Why use this function in HMM tutorial?

def model_0(sequences, lengths, args, batch_size=None, include_prior=True):
    assert not torch._C._get_tracing_state()
    num_sequences, max_length, data_dim = sequences.shape
    with poutine.mask(mask=include_prior):
        # Our prior on transition probabilities will be:
        # stay in the same state with 90% probability; uniformly jump to another
        # state with 10% probability.
        probs_x = pyro.sample(
            "probs_x",
            dist.Dirichlet(0.9 * torch.eye(args.hidden_dim) + 0.1).to_event(1),
        )
        # We put a weak prior on the conditional probability of a tone sounding.
        # We know that on average about 4 of 88 tones are active, so we'll set a
        # rough weak prior of 10% of the notes being active at any one time.
        probs_y = pyro.sample(
            "probs_y",
            dist.Beta(0.1, 0.9).expand([args.hidden_dim, data_dim]).to_event(2),
        )
    # In this first model we'll sequentially iterate over sequences in a
    # minibatch; this will make it easy to reason about tensor shapes.
    tones_plate = pyro.plate("tones", data_dim, dim=-1)
    for i in pyro.plate("sequences", len(sequences), batch_size):
        length = lengths[i]
        sequence = sequences[i, :length]
        x = 0
        for t in pyro.markov(range(length)):
            # On the next line, we'll overwrite the value of x with an updated
            # value.

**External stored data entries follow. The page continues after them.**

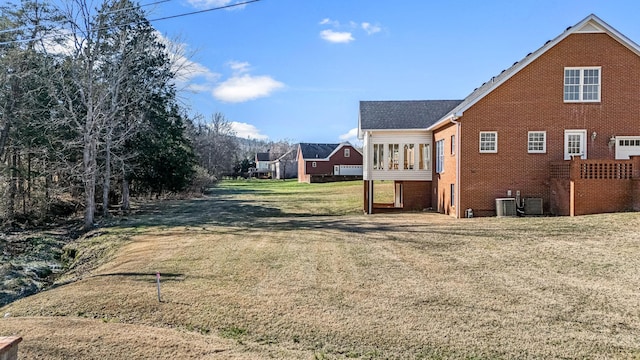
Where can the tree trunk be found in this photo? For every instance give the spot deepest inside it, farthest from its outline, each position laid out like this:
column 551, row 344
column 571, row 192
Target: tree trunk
column 126, row 205
column 89, row 175
column 107, row 177
column 13, row 188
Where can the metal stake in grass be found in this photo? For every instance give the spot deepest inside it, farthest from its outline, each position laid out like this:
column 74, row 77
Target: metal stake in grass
column 158, row 282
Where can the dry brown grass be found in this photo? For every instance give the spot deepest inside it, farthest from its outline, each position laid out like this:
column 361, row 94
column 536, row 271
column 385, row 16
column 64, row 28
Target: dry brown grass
column 254, row 271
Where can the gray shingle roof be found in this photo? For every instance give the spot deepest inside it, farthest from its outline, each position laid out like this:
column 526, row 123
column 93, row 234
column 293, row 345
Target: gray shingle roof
column 317, row 151
column 590, row 22
column 418, row 114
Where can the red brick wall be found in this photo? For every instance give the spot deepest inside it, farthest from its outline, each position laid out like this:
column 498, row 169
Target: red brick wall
column 417, row 195
column 441, row 199
column 532, row 100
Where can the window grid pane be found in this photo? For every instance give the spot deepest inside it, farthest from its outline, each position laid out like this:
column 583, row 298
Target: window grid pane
column 393, row 156
column 487, row 142
column 582, row 84
column 440, row 156
column 536, row 142
column 573, row 144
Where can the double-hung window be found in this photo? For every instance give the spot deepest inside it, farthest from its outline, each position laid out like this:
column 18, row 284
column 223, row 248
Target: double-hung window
column 440, row 156
column 488, row 142
column 394, row 156
column 425, row 157
column 537, row 143
column 582, row 84
column 409, row 156
column 378, row 156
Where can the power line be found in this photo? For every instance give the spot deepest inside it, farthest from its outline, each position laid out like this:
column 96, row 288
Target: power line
column 132, row 23
column 205, row 10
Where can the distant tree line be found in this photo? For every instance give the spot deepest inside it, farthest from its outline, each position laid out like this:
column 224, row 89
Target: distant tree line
column 89, row 115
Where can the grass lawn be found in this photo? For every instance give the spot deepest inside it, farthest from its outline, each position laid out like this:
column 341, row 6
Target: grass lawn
column 271, row 269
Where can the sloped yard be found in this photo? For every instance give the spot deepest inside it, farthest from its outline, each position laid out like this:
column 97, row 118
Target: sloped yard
column 286, row 270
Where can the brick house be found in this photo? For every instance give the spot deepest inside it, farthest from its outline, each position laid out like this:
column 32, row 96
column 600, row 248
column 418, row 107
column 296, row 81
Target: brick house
column 559, row 130
column 328, row 162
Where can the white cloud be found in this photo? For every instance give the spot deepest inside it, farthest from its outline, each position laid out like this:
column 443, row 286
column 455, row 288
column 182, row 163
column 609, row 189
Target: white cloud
column 241, row 88
column 209, row 4
column 336, row 36
column 247, row 131
column 187, row 71
column 239, row 67
column 327, row 21
column 371, row 29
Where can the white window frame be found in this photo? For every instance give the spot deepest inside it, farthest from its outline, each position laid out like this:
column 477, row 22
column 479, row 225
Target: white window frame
column 424, row 162
column 531, row 142
column 440, row 156
column 583, row 143
column 378, row 154
column 409, row 156
column 393, row 156
column 483, row 143
column 581, row 85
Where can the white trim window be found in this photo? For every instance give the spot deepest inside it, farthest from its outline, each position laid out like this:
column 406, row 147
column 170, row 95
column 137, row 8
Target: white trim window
column 378, row 156
column 424, row 162
column 575, row 144
column 409, row 157
column 393, row 156
column 440, row 156
column 537, row 142
column 582, row 84
column 488, row 142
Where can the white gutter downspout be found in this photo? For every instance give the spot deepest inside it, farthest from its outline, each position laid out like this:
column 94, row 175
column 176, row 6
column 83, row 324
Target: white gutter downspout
column 453, row 120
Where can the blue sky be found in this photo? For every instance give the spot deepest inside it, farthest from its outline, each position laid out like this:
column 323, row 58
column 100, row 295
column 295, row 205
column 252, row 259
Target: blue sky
column 296, row 69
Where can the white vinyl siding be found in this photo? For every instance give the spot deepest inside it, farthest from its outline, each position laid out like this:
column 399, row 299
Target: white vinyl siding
column 582, row 84
column 488, row 142
column 401, row 155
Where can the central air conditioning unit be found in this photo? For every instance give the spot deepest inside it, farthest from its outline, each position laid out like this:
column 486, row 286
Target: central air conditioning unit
column 533, row 206
column 505, row 207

If we wanted to record all x values, we could instead
            # write x[t] = pyro.sample(...x[t-1]...).
            x = pyro.sample(
                "x_{}_{}".format(i, t),
                dist.Categorical(probs_x[x]),
                infer={"enumerate": "parallel"},
            )
            with tones_plate:
                pyro.sample(
                    "y_{}_{}".format(i, t),
                    dist.Bernoulli(probs_y[x.squeeze(-1)]),
                    obs=sequence[t],
                )

This is the tutorial for HMM. Why uses to_event(2) in

probs_y = pyro.sample(
            "probs_y",
            dist.Beta(0.1, 0.9).expand([args.hidden_dim, data_dim]).to_event(2),
        )

Aren’t the emissions independent?

This tutorial might answer your question: It is always safe to assume dependence.

Do you know which two variables they set to be dependent?

You mean batch dimensions? Looks like hidden_dim and data_dim.